Proudly displaying signs bearing phrases like "Israel Must Defend Itself!" and "Israel Is on the Map to Stay," Jews in Bucks County rallied in support of the State of Israel as its battle against the Lebanese terrorist group Hezbollah hit its 20th day.
"This gathering sends a very strong message, and makes it unmistakably clear that our common bond with Israel is indeed unbreakable," declared Alan Sheinberg, president of Shir Ami-Bucks County Jewish Congregation in Newtown, speaking at the synagogue on Monday night. Shir Ami's executive director Hilary Leboff estimated that some 1,000 people attended the event.
Showing support for Israel were seven state legislators and candidates, in addition to leaders from 12 Bucks County synagogues and 24 Jewish organizations. The event was in part sponsored by the Jewish Federation of Greater Philadelphia.
"As we have watched what we have seen in the Middle East, and watched the reaction of the world, it is no surprise that there are so many of us here this evening to make a stand and make a statement," said Shir Ami's rabbi Elliot Strom.
Security for the rally was intense, with several police cars outside the building and a private security force stationed inside the synagogue.
Consul Shahar Shelef of the Israel Consul General's Office of Greater Philadelphia, upset at the international response to the Israeli campaign by countries like France, posed the question of what would happen if 15 percent of French civilians -- or 9 million of its people -- were confined to shelters because of incoming missile attacks.
"They would defend their people, and the world would approve," he said.
Ephraim Lapid, a brigadier general in the reserves of the Israeli Defense Force, was unequivocal about the importance of the current war.
"We feel like we are fighting -- literally -- our second War of Independence," stated Lapid.

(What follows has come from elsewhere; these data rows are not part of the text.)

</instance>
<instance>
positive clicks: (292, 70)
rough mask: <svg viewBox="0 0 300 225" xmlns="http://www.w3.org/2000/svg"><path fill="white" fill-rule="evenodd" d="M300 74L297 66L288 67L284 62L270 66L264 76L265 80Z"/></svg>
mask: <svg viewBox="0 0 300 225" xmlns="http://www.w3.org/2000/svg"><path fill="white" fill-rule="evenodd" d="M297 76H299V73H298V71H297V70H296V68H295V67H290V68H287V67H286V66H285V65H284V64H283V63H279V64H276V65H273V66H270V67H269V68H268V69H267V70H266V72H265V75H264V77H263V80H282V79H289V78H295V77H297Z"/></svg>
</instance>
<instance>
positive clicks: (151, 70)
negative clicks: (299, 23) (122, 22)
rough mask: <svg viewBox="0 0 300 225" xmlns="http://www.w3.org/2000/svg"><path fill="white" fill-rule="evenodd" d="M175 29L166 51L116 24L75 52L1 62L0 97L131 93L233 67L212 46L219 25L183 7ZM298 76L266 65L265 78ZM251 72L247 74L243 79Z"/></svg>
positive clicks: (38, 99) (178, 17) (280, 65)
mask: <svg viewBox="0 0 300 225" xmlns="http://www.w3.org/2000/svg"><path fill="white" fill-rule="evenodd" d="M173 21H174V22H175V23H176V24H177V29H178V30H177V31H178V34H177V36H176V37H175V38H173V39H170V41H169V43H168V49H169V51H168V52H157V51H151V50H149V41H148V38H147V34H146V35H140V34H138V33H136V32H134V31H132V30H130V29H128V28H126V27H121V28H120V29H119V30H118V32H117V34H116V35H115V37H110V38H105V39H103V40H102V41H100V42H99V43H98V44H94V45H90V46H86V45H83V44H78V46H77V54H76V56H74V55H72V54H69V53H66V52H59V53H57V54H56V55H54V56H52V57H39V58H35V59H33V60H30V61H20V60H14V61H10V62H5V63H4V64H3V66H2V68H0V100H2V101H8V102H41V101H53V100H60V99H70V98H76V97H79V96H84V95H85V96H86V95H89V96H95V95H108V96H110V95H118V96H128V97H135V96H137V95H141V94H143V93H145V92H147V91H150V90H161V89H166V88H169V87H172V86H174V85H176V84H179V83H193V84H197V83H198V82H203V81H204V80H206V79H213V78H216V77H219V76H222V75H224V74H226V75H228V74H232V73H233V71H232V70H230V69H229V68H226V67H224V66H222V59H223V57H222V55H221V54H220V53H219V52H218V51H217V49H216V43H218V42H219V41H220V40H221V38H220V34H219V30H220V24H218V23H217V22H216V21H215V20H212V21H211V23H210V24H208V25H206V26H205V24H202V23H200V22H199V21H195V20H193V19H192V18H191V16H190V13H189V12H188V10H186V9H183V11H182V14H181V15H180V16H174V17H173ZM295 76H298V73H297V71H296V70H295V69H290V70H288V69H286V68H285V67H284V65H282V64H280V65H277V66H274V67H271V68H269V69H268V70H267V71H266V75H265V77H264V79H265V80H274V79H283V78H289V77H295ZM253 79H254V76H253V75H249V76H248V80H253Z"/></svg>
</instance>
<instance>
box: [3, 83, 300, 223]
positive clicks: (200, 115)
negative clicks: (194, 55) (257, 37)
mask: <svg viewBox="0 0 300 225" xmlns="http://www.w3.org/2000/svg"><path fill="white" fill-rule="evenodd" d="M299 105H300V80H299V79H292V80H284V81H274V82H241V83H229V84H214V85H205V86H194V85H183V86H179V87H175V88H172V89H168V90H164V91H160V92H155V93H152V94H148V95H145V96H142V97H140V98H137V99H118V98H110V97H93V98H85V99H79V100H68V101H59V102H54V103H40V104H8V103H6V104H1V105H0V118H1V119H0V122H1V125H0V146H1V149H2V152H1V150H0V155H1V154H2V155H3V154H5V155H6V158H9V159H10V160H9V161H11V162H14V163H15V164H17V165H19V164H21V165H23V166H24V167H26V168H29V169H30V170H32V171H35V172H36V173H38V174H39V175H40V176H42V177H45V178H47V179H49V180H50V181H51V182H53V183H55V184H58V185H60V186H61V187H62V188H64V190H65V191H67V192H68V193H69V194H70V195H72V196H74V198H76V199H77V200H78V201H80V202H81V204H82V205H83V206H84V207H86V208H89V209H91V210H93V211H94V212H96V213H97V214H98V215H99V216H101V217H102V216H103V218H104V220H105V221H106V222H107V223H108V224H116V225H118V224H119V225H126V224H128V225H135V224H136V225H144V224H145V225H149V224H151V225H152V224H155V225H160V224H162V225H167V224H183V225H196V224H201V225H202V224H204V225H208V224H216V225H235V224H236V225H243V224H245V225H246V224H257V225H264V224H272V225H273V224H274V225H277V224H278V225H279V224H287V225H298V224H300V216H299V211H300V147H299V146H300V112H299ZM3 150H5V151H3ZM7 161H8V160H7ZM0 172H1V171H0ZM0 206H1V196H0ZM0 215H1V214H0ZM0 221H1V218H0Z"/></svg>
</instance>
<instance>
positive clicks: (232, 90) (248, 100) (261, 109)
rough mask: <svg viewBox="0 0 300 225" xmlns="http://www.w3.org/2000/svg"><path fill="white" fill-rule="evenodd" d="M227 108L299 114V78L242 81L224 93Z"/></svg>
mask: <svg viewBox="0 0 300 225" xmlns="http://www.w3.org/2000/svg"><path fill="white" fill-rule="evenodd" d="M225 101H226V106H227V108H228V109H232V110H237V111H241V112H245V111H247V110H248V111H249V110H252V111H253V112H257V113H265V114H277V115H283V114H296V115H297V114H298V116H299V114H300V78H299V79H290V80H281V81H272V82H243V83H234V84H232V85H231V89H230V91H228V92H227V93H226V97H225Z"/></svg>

David Gutterman, executive director of the Vaad: Board of Rabbis of Greater Philadelphia, argued for the Jewish state's right to defend itself against the rocket attacks raining down on Israeli towns, but also for a civil response to the civilian casualties in Lebanon.
"We stand here this evening and say that a child that is killed in Kana evokes a response of sorrow, not celebration ... . Let us not lose our soul," said Gutterman of the Israeli attack that killed civilians. "But at the same time, my friends, let us not lose our voice."